Pollution from multiple sources causes significant disease and death worldwide. Some sources are legacy, such as heavy metals accumulated in soils, and some are current, such as particulate matter. Because the global burden of disease from pollution is so high, it is important to identify legacy and current sources and to develop and implement effective techniques to reduce human exposure. But many limitations exist in our understanding of the distribution and transport processes of pollutants themselves, as well as the complicated overprint of human behavior and susceptibility.

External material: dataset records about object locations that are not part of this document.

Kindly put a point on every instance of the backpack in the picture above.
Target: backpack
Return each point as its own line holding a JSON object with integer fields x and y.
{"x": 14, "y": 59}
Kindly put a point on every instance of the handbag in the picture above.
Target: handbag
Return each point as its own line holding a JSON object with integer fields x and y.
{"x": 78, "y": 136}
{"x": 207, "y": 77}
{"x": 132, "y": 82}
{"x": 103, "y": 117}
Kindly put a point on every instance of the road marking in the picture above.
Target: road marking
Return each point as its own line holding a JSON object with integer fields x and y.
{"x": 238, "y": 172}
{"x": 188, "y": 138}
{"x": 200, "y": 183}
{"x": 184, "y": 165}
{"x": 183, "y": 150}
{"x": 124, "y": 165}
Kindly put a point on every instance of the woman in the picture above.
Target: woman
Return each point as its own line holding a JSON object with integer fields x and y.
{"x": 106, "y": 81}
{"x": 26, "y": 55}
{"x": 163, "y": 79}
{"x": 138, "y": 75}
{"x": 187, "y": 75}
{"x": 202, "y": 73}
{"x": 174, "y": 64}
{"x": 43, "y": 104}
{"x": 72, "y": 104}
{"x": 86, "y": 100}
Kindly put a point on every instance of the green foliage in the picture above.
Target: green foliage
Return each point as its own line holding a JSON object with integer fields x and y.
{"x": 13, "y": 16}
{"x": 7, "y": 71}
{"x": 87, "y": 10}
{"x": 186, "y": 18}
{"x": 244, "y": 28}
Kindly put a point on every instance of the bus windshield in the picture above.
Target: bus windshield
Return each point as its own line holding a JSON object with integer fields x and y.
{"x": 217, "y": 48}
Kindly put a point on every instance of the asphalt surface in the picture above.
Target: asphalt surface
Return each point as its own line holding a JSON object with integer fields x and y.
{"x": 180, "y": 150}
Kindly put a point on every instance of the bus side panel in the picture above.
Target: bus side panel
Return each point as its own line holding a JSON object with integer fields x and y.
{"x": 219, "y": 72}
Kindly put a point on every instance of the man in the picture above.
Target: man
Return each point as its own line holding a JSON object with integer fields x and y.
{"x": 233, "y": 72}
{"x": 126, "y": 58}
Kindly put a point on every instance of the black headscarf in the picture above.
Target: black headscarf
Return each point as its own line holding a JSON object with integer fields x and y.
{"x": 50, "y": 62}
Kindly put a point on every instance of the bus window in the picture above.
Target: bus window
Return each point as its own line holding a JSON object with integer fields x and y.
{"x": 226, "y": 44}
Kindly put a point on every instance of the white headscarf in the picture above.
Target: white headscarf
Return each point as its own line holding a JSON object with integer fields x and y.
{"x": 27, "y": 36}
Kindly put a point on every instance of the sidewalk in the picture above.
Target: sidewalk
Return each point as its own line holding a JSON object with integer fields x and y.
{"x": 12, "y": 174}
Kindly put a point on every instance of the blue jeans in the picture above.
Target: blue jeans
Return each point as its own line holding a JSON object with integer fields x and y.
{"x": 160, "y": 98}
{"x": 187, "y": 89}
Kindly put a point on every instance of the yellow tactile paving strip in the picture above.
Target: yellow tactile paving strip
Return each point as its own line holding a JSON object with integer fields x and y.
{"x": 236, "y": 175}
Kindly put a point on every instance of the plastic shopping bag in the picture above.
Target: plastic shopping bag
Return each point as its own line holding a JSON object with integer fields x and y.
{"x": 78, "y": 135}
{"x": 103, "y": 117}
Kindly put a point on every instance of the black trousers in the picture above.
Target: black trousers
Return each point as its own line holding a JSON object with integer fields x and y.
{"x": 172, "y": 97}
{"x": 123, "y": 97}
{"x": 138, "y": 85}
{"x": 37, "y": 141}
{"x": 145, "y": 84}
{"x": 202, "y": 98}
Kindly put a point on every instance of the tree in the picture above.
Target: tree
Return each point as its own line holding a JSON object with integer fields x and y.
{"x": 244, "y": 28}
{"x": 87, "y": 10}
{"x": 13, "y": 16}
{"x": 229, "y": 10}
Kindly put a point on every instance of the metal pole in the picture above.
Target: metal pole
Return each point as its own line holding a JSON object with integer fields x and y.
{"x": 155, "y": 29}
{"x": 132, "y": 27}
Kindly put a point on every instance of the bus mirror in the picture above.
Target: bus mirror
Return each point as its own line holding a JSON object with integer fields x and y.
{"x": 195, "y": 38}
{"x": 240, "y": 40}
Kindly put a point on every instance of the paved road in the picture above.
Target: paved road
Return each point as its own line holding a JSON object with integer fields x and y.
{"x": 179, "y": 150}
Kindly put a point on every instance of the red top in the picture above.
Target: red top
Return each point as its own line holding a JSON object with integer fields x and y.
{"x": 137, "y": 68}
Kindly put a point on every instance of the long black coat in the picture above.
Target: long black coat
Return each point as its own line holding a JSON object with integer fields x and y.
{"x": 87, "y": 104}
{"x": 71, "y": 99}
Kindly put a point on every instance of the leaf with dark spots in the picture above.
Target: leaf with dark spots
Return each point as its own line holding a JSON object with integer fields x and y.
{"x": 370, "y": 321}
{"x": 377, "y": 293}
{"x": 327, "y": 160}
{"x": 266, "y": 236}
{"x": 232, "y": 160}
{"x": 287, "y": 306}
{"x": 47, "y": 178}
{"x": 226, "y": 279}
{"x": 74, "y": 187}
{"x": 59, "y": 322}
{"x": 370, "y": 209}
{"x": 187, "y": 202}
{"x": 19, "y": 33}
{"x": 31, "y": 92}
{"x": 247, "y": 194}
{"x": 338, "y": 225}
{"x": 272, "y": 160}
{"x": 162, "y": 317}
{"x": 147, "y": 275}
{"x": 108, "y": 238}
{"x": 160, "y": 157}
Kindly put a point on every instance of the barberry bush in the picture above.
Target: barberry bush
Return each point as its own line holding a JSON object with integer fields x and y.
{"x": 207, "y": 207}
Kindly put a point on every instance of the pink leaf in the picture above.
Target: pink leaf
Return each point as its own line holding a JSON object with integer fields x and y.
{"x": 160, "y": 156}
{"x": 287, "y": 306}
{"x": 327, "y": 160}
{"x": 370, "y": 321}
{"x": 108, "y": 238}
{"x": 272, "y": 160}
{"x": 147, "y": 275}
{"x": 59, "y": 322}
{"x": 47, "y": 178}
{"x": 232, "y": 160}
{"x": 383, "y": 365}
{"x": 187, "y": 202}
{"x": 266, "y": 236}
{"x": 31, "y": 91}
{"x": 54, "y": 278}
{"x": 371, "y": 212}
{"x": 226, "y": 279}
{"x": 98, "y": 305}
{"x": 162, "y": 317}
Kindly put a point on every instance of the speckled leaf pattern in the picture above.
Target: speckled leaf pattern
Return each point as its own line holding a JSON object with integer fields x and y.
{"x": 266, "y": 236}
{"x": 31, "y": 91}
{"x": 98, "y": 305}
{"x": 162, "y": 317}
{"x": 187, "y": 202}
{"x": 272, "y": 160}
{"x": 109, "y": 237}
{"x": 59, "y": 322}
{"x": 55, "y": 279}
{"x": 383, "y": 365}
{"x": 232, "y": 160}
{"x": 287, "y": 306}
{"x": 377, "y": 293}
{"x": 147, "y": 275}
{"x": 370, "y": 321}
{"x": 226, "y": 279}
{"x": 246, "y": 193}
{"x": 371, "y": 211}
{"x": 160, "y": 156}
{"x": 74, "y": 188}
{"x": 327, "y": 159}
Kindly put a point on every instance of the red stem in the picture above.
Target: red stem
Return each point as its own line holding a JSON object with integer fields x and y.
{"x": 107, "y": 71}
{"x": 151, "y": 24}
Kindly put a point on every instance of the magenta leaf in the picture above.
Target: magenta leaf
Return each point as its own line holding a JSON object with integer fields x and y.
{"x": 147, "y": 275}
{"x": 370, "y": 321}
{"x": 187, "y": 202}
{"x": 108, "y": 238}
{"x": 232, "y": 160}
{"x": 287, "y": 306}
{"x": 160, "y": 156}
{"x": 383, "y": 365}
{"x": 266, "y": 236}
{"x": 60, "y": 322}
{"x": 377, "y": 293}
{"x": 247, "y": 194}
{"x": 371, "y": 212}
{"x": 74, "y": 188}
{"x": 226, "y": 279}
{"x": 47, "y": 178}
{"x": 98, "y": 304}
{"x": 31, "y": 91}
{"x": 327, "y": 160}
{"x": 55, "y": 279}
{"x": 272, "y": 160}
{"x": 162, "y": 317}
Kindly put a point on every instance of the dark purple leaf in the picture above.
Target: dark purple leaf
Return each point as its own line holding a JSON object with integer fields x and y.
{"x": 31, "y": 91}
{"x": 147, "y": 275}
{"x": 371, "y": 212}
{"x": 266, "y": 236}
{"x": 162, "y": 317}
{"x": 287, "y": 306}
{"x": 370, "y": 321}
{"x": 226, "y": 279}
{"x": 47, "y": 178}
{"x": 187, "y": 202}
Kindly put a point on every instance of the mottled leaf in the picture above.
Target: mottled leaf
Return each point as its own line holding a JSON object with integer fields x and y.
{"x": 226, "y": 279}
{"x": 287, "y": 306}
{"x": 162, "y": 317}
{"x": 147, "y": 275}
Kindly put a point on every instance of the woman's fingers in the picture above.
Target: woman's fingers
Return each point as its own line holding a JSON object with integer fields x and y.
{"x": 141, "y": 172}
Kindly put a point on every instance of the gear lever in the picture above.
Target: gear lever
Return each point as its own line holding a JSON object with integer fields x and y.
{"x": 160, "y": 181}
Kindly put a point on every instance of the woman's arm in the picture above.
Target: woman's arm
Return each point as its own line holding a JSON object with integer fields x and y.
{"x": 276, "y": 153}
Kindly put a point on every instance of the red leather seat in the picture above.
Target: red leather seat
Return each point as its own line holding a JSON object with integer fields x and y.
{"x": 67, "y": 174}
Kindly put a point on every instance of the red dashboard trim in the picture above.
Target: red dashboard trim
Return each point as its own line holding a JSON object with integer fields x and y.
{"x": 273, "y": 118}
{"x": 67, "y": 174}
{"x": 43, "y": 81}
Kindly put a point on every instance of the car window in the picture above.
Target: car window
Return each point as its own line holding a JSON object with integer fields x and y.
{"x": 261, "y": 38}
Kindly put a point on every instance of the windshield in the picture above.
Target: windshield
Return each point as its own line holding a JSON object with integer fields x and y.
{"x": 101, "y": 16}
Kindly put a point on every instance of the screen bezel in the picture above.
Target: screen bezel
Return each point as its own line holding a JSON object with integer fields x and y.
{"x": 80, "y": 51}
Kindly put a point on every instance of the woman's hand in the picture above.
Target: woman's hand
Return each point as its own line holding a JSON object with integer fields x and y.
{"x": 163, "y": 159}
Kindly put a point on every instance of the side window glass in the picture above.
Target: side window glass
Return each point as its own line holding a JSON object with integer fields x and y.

New approaches are being developed to identify and eliminate pollution in multiple environments. Community‐scale detection of geogenic arsenic and fluoride in Bangladesh is helping to map the distribution of these harmful elements in drinking water. Biosensors such as bees and their honey are being used to measure heavy metal contamination in cities such as Vancouver and Sydney. Drone‐based remote sensors are being used to map metal hot spots in soils from former mining regions in Zambia and Mozambique. The explosion of low‐cost air monitors has allowed researchers to build dense air quality sensing networks to capture ephemeral and local releases of harmful materials, building on other developments in personal exposure sensing. And citizen science is helping communities without adequate resources measure their own environments and in this way gain agency in controlling local pollution exposure sources and/or alerting authorities to environmental hazards. The future of GeoHealth will depend on building on these developments and others to protect a growing population from multiple pollution exposure risks.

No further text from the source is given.